How to Prepare
Q. What technologies/languages do I need to know? A. You'll be provided with a cluster with Hadoop technologies on a cluster, plus standard tools like Python and R. Among these standard technologies, it's your choice what to use to solve the problem.
Q. How difficult are the problems? A. Think of a scaled-down Kaggle problem that’s intended to be solved in hours, not days of effort. If you can solve a Kaggle problem in a weekend, you’re in good shape. You may also take a look at a sample past exam and the solution in our free solution kit.
Q. What should I study to prepare?
A. Coursera's intro "machine learning" course is a good level of preparation, but here are several more links of interest.
- General Data Science
- Machine Learning
- Linear Algebra
Exam Delivery and Cluster Information
All CCP: Data Scientist exams are remote-proctored and available anywhere, anytime. See the FAQ for more information and system requirements.

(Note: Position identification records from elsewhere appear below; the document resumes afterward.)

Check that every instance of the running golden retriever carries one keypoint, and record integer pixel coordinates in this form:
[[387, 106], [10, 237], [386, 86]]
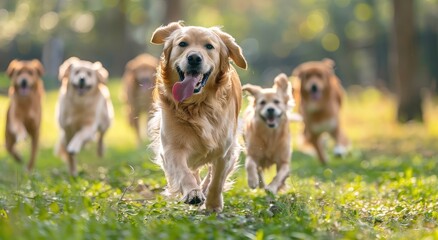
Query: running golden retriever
[[24, 112], [321, 96], [266, 132], [84, 107], [198, 99]]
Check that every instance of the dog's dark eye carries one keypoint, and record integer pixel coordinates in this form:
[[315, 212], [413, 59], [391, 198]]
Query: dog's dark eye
[[183, 44], [209, 46]]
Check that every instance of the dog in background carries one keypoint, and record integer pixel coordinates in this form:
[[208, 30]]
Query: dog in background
[[266, 132], [24, 112], [198, 99], [321, 96], [138, 82], [84, 107]]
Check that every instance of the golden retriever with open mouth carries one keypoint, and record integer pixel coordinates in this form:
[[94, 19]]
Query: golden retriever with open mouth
[[198, 99], [321, 96], [267, 134], [138, 82], [84, 107], [24, 112]]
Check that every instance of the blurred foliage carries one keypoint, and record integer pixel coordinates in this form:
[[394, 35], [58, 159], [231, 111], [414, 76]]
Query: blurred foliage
[[385, 189], [276, 35]]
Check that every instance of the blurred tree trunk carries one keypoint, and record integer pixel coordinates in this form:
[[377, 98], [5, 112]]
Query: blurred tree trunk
[[405, 62], [173, 11], [53, 53]]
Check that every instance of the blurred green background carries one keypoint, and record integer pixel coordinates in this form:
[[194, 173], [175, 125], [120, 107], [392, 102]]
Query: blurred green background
[[276, 36]]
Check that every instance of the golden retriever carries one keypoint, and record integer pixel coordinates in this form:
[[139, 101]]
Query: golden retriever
[[198, 99], [139, 81], [84, 107], [267, 134], [24, 112], [321, 96]]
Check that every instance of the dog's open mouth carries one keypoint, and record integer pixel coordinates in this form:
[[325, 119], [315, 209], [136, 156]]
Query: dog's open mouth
[[23, 88], [271, 120], [191, 82], [82, 88]]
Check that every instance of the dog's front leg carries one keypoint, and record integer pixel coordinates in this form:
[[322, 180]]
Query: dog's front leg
[[282, 174], [180, 177], [252, 172], [86, 133]]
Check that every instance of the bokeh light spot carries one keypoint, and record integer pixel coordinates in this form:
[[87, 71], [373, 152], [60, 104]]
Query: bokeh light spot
[[363, 12], [49, 20], [330, 42]]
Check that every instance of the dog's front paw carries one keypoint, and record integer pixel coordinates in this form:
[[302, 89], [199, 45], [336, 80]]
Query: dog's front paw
[[271, 189], [73, 147], [214, 205], [340, 151], [194, 197]]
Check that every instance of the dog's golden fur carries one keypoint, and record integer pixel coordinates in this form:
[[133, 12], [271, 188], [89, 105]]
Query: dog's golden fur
[[201, 129], [138, 83], [267, 134], [24, 112], [84, 107], [321, 96]]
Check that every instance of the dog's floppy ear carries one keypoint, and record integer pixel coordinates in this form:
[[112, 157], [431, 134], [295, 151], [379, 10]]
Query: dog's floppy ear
[[64, 69], [329, 62], [252, 89], [235, 52], [38, 67], [162, 33], [12, 67], [101, 72]]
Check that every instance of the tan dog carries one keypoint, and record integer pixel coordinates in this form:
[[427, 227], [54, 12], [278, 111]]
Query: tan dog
[[321, 99], [84, 107], [198, 96], [139, 81], [267, 133], [24, 112]]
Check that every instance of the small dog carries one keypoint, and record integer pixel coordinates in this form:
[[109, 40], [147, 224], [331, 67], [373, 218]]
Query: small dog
[[266, 132], [84, 107], [321, 95], [139, 81], [198, 98], [24, 112]]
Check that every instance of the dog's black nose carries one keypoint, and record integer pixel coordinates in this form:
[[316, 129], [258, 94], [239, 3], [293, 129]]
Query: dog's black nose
[[82, 81], [194, 59], [23, 83]]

Exams are hands-on, practical exams using data science tools on Cloudera technologies. Each user is given their own 7-node, high-performance CDH5 (currently 5.3.2) cluster pre-loaded with Spark, Impala, Crunch, Hive, Pig, Sqoop, Kafka, Flume, Kite, Hue, Oozie, DataFu, and many others (See a full list). In addition the cluster also comes with Python (2.6 and 3.4), Perl 5.10, Elephant Bird, Cascading 2.6, Brickhouse, Hive Swarm, Scala 2.11, Scalding, IDEA, Sublime, Eclipse, NetBeans, scikit-learn, octave, NumPy, SciPy, Anaconda, R, plyr, dplyrimpaladb, SparkML, vowpal wabbit, clouderML, oryx, impyla, CoreNLP, The Stanford Parser: A statistical parser, Stanford Log-linear Part-Of-Speech Tagger, Stanford Named Entity Recognizer (NER), Stanford Word Segmenter, opennlp, H2O, java-ml, RapidMiner, caffe, Weka, NLTK, matplotlib, ggplot, d3py, SparkingPandas, randomforest, R: ggplot2, Sparkling water.
Currently, the cluster is open to the internet and there are no restrictions on tools you can install or websites or resources you may use.